Most of the DVD programs I produce are pretty short corporate videos, so I generally simply use AIFF audio on the DVDs since I rarely have a problem with the 4.7G space limit. However, I recently worked on a project that upwards to 2 hours of material so I used Dolby 2.0 AC3 compression in Apple Compressor. In general, I accomplished what i wanted and everything is dandy.
Except that on one the tracks on the DVD, my intention was to put several segments on a single track. That's where I discovered a problem. It appears that when I compressed all the assets (QT reference exports from Final Cut Pro), all of my AC3 files are slightly longer (perhaps a frame or so) than the video. If that video and corresponding audio file are the only thing on that track - it's not a problem. However, if you want to put several assets on the same track (which I've done without issue using PCM audio) DVDSP doesn't like it.
I could use seperate tracks and simply end jump from one to another - but I was hoping to eliminate the slight pause that users will have as they are watching. The other option of course is to create a seperate video asset that I can compress all as one file and simply drop chapter markers on a single track. But that's an extra step that I was hoping to avoid.
Obviously, there are a few work-arounds that I can employ - so file this file question under the heading, "Things that make you go Hmmmm"
Has anyone else experienced this issue? Did I miss a setting or something in Compressor? Just the way it is - get over it and move on? Also posting this on the DVDSP forum.
Thanks for any insight,
Production is fun - but lets not forget: Nobody ever died on the video table!
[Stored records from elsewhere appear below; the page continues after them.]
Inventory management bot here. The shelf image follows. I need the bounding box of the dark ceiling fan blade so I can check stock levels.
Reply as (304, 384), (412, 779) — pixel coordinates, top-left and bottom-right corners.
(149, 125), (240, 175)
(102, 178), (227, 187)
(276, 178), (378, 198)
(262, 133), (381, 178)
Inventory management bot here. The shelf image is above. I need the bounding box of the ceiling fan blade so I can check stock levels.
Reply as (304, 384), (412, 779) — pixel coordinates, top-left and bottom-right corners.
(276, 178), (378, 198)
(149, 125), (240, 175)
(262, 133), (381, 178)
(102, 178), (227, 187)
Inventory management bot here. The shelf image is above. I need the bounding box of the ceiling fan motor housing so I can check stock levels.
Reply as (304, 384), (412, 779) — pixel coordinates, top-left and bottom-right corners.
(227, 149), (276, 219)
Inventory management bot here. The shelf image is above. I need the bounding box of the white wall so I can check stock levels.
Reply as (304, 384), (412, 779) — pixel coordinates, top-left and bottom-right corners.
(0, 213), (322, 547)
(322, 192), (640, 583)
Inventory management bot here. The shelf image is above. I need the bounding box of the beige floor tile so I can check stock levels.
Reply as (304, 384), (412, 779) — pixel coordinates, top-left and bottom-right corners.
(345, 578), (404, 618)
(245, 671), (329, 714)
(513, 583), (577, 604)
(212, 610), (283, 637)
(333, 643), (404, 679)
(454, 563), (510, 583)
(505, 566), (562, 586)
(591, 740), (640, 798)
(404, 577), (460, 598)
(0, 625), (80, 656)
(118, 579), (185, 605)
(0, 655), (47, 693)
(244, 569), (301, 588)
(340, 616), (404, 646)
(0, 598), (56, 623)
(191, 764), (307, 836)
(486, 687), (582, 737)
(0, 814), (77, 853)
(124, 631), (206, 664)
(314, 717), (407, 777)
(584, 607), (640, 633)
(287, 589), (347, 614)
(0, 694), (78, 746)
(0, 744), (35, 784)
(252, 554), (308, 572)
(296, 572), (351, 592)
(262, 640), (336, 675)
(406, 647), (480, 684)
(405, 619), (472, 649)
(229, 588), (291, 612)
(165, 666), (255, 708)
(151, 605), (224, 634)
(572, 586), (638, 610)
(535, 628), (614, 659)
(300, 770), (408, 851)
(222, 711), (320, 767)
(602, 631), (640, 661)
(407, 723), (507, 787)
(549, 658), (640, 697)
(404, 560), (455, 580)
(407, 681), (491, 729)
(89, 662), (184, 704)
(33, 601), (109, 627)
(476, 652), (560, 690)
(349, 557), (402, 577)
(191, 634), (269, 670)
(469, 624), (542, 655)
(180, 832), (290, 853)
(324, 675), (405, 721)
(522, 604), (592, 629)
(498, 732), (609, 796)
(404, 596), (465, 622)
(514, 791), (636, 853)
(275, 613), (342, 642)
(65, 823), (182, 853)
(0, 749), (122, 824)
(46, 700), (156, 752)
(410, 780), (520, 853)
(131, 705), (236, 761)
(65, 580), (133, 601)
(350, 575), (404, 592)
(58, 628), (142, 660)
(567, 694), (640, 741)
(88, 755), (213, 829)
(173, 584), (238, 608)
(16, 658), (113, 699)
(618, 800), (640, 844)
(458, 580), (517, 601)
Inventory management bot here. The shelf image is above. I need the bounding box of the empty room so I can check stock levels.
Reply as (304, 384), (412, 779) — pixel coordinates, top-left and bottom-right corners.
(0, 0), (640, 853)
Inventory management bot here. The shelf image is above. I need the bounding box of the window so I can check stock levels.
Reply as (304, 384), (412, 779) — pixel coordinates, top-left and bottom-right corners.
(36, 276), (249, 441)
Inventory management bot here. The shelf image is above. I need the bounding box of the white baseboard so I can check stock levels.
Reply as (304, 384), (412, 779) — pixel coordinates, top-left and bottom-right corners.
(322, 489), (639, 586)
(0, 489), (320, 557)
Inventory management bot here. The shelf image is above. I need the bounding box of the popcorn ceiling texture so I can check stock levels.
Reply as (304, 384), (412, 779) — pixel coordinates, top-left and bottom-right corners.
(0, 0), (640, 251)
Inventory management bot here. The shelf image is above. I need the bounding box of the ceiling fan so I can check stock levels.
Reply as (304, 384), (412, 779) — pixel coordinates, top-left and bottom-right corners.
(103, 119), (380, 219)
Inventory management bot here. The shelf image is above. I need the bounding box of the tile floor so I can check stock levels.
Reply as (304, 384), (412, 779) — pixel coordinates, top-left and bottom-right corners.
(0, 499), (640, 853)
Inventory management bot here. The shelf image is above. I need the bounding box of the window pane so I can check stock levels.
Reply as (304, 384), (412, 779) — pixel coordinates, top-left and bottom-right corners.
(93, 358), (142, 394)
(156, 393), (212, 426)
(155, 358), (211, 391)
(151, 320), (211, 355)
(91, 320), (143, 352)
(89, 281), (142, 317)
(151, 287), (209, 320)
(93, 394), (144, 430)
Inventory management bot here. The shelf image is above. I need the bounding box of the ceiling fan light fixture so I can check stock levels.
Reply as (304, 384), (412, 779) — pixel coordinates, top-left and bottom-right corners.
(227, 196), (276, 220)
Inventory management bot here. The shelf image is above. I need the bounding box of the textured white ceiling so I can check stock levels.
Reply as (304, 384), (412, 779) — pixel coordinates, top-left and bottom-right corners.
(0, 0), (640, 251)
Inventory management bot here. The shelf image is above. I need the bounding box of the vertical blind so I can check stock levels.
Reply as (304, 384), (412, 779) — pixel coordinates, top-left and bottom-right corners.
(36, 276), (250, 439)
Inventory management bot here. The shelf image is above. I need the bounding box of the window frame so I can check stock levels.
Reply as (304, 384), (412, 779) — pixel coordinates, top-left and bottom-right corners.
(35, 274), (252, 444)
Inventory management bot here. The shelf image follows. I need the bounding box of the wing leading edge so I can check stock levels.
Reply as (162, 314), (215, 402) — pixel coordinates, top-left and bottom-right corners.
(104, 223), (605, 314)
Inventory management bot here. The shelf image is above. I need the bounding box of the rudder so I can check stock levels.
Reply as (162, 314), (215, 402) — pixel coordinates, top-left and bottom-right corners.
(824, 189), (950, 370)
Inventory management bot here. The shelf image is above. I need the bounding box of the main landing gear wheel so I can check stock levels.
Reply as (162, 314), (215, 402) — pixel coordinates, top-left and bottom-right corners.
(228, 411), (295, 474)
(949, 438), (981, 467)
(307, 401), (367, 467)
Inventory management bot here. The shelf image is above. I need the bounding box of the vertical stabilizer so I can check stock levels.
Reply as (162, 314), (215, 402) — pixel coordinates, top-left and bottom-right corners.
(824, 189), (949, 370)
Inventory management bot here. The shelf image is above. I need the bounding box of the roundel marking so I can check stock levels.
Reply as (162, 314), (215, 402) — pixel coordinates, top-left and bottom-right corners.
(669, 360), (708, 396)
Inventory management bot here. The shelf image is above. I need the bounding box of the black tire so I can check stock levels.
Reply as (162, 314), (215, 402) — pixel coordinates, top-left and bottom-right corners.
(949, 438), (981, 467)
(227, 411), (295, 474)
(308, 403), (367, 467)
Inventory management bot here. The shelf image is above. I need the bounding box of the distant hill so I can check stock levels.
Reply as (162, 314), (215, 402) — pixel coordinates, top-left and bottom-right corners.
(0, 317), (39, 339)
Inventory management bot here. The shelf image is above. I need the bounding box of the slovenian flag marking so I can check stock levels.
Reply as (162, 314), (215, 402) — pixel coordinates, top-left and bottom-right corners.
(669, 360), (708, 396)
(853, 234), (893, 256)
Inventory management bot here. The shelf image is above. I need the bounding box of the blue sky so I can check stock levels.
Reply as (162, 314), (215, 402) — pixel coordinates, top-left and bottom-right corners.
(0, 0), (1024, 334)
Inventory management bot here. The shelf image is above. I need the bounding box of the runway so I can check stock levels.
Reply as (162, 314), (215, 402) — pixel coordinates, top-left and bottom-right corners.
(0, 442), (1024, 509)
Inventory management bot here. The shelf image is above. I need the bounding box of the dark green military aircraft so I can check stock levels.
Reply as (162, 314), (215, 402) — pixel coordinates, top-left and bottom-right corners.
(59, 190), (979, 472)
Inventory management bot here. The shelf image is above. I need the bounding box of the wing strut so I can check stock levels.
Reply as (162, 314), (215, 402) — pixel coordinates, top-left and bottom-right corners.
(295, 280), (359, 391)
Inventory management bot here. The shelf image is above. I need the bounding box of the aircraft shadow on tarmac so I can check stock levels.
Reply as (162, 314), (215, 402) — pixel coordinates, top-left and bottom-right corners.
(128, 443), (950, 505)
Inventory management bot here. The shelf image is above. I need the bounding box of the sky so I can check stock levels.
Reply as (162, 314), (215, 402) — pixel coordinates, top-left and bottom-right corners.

I see that you have two options: 1.) In DVDSP, you can shorten the length of a segment in a track. Do this to the audio segment so that it matches the video segment length. 2.) Instead of recompressing all of your assets as one file, just combine the audio source segments into one source file and then compress it. This way you don't have to re-encode your video assets which takes exponetially longer than compressing audio.